10. The pharmaceutical composition for use according to claim 9, wherein the composition is for administration once every 12 weeks.

11 . The pharmaceutical composition for use according to claim 9 or claim 10, wherein degarelix is for administration in an amount of from about 200 mg to about 360 mg free base equivalents per dose, particularly about 200 mg to about 300 mg free base equivalents per dose.

12. The pharmaceutical composition for use according to any one of claims 9 to 11 , wherein degarelix is continuously released from the microparticles, thereby reducing and maintaining serum testosterone levels to castration levels for at least 12 weeks.
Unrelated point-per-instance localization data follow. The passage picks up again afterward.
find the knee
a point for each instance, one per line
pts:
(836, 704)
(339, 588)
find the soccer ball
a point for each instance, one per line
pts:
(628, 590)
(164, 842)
13. The pharmaceutical composition for use according to any one of claims 9 to 12, wherein the average degarelix plasma concentration from day 1 to day 7 post administration is less than 100 ng/mL, less than 80 ng/mL, less than 60 ng/mL, less than 50 ng/mL, less than 40 ng/mL, or less than 30 ng/mL.

14. A method for the preparation of a pharmaceutical composition of any one of items 1 to 8, comprising:

(a) mixing degarelix, particularly in powder form, in the form of a pharmaceutically acceptable pamoate salt, with a biodegradable copolymer of lactide units and glycolide units (PLGA), particularly in powder form;

(b) subjecting the mixture to progressive heating and extrusion;

(c) pelletizing the obtained extrudate;

(d) grinding the obtained pellets at low temperature.

15. A kit comprising a device, such as a prefilled syringe, containing a pharmaceutical composition according to any one of items 1 to 8, and instructions for use.